The Italian banking crisis, which has simmered under the surface of the relatively wealthy EU country since 2008, has finally started to erupt. With the UK’s Brexit vote as the catalyst, Italian banking shares have tanked – prompting media speculation on the future of Italy’s economy. After years of bad debts and a typically Italian lax approach to tackling them, it’s crunch time: the government must make a move and tackle the problem, or risk damaging the stability of the Eurozone.

Italy’s economic situation is dire; whilst most countries have recovered since the 2008 financial crisis, Italy has not. Debt was at 121 percent of GDP in 2011, 123 percent in 2012 and 129 percent in 2013. However, the pressing problem of the moment is the €360 billion of ‘sofferenze’ – non-performing loans, in English – weighing down Italian banks; the International Monetary Fund estimates that the Italian banking sector’s non performing loans amount to an astonishing 18 percent of GDP. Borrowers in Italy have accumulated debts they cannot afford, leaving banks unable to offer loans to those that need them. Since the British referendum, the banks – previously propped up by quick-fix intermediate measures in the face of collapse, alongside Mario Draghi’s mass stimuli – have seen shares drop to 2008 crisis levels. It is now clear that action must be taken to completely restabilise the banking system, at an estimated cost of 40 billion euro. But the big question on everyone’s lips is: how?

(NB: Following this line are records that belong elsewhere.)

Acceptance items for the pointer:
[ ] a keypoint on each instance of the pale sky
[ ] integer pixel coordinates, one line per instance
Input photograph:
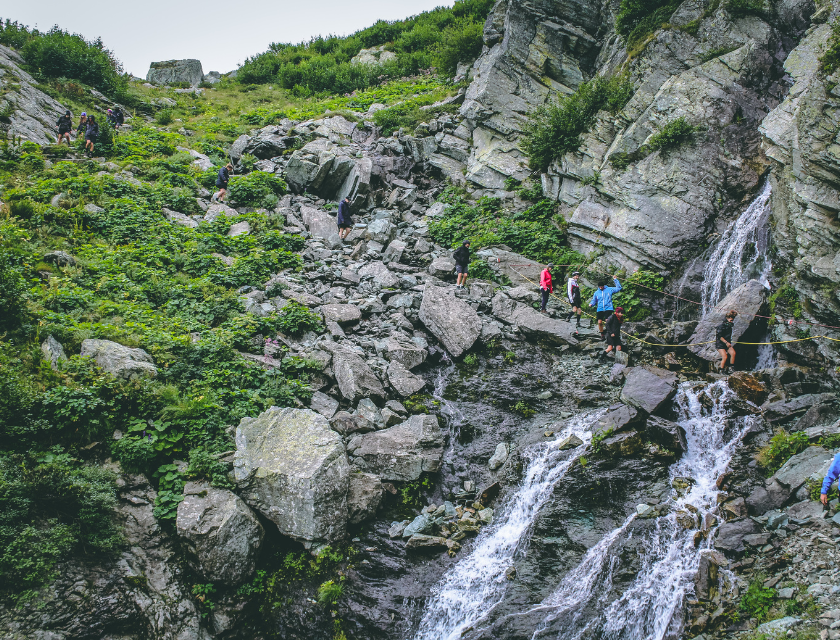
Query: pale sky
(220, 34)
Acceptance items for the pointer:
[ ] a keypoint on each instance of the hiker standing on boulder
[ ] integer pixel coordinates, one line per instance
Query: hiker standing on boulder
(723, 341)
(462, 263)
(91, 133)
(602, 301)
(546, 286)
(613, 330)
(345, 222)
(573, 294)
(222, 181)
(64, 124)
(830, 477)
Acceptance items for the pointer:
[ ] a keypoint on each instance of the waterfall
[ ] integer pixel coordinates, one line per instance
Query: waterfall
(741, 253)
(469, 591)
(651, 609)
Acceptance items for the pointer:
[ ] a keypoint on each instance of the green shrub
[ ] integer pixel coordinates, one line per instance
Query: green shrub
(555, 129)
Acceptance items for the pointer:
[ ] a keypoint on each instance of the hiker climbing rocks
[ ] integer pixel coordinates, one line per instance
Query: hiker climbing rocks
(723, 342)
(573, 294)
(462, 262)
(345, 222)
(602, 301)
(64, 124)
(613, 331)
(830, 477)
(91, 133)
(546, 286)
(222, 181)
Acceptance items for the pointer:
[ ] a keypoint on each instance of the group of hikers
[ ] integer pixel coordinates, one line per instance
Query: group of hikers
(88, 126)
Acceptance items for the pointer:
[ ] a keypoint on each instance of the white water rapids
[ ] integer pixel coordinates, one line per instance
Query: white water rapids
(471, 589)
(583, 604)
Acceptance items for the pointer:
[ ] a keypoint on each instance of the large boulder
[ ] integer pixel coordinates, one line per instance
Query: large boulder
(747, 300)
(531, 322)
(648, 388)
(222, 534)
(292, 468)
(401, 452)
(176, 71)
(454, 322)
(321, 225)
(118, 360)
(354, 377)
(363, 497)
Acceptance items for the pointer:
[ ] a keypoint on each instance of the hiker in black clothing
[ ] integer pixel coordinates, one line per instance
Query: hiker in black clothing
(613, 331)
(64, 124)
(91, 133)
(345, 222)
(222, 181)
(723, 342)
(462, 262)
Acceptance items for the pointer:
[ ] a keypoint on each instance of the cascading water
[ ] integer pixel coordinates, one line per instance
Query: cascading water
(475, 585)
(651, 608)
(741, 254)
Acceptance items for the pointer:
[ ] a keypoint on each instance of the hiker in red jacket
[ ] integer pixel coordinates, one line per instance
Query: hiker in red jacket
(546, 285)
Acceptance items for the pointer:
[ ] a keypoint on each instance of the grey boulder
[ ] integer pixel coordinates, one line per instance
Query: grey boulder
(221, 533)
(454, 322)
(118, 360)
(363, 497)
(291, 466)
(401, 452)
(747, 300)
(648, 388)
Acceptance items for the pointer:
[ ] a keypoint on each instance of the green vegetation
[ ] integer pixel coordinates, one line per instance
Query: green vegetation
(830, 59)
(439, 38)
(757, 600)
(555, 129)
(781, 448)
(538, 232)
(672, 135)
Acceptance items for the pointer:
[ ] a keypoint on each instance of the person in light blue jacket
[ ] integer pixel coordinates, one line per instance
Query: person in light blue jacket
(602, 300)
(830, 477)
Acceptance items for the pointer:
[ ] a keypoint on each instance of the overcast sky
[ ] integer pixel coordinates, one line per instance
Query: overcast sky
(220, 34)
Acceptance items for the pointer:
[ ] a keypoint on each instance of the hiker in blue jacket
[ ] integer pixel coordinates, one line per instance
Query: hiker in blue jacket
(830, 477)
(602, 300)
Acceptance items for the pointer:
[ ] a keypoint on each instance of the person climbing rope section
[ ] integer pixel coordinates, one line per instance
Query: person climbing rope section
(602, 301)
(345, 222)
(462, 262)
(546, 286)
(723, 341)
(64, 124)
(613, 331)
(830, 477)
(573, 294)
(222, 181)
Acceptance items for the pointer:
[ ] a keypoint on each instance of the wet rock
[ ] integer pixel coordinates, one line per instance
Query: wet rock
(730, 535)
(291, 466)
(324, 404)
(118, 360)
(499, 457)
(220, 531)
(404, 382)
(401, 452)
(748, 387)
(454, 322)
(648, 388)
(354, 377)
(53, 352)
(364, 494)
(666, 433)
(747, 300)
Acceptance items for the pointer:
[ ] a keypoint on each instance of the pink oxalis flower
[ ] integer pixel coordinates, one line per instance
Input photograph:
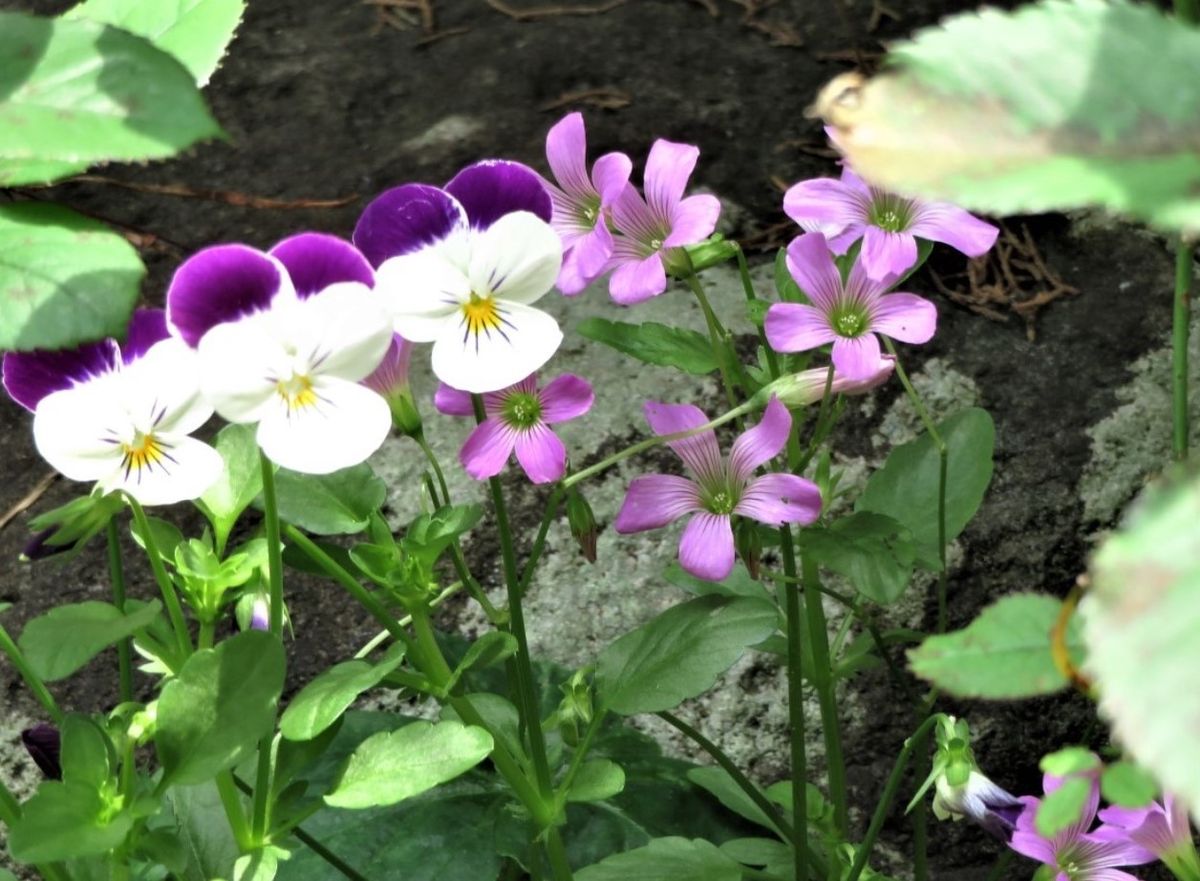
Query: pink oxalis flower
(519, 419)
(718, 489)
(846, 313)
(582, 202)
(888, 225)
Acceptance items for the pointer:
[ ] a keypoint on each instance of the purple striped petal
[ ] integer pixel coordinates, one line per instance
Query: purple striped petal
(406, 219)
(491, 189)
(315, 261)
(31, 376)
(221, 283)
(147, 327)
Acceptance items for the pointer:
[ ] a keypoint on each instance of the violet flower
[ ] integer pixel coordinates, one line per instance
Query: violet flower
(519, 418)
(888, 225)
(582, 202)
(653, 226)
(846, 313)
(719, 489)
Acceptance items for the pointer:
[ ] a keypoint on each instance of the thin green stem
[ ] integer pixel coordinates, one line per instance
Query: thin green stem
(117, 579)
(166, 586)
(889, 793)
(1181, 327)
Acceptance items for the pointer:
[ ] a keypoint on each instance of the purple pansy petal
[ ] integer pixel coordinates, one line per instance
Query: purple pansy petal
(761, 443)
(793, 327)
(693, 220)
(221, 283)
(949, 225)
(541, 454)
(31, 376)
(706, 547)
(315, 261)
(857, 358)
(905, 317)
(147, 327)
(487, 449)
(407, 219)
(700, 451)
(886, 253)
(779, 498)
(491, 189)
(565, 397)
(655, 499)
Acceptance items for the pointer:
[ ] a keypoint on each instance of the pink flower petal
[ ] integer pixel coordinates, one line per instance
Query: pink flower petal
(655, 499)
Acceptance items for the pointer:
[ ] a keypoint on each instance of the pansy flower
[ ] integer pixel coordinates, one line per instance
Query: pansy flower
(462, 267)
(846, 313)
(519, 420)
(718, 487)
(285, 339)
(888, 225)
(120, 415)
(582, 202)
(649, 228)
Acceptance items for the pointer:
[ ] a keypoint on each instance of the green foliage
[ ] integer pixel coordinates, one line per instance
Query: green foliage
(654, 343)
(330, 504)
(681, 653)
(59, 642)
(64, 279)
(1002, 654)
(221, 703)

The problem lies in the European Union’s new banking union, brought in in 2016, which aims to prevent the need for taxpayer intervention in banking crises by placing the responsibility on the banks’ existing stakeholders, who have accepted the risk already.

Italy's PM Matteo Renzi
Italy’s PM Matteo Renzi

However, for Italy this is a big problem. A larger-than-average amount of banks’ stakeholders are small savers, making the future of the average Italian’s household finances strongly intertwined with the banks. Many of the Italian population will be affected should Italy follow the EU’s new bail-out rules – and it will risk shutting down the domestic bond market, heavily relied upon by Italian bankers. Prime Minister Matteo Renzi faces a big decision – to follow the EU rules and risk upsetting a majority of his electorate, or risk going against the EU and fund a bail-out with public money.

The banking crisis also poses a political problem for Renzi himself. His course of action will have a resounding effect on his career – upsetting voters will endanger the result of his government’s referendum on constitutional reform, on which the future of his premiership rests. Making a wrong move and alienating his electorate risks allowing Italy’s 5 Star Movement, whose anti-establishment rhetoric has already proved popular in the mayoral elections, to gain further traction – leading Italian politics away from its relatively stable centre-left leanings and towards a possible exit from the EU.

Italy’s long-standing economic crisis has impacted the country for far too long, creating an unfavourable climate for employment and forcing many young graduates to move abroad. The official unemployment rate is 11.4 percent – but the youth jobless rate in the poorer south of Italy far exceeds that, at 65 percent in Calabria, 56 percent in Sicily, and 53 percent in Campania. It is clear to the Italian government that something must be done, and fast. Whichever course of action Italy chooses to follow, the repercussions will be felt throughout the Eurozone.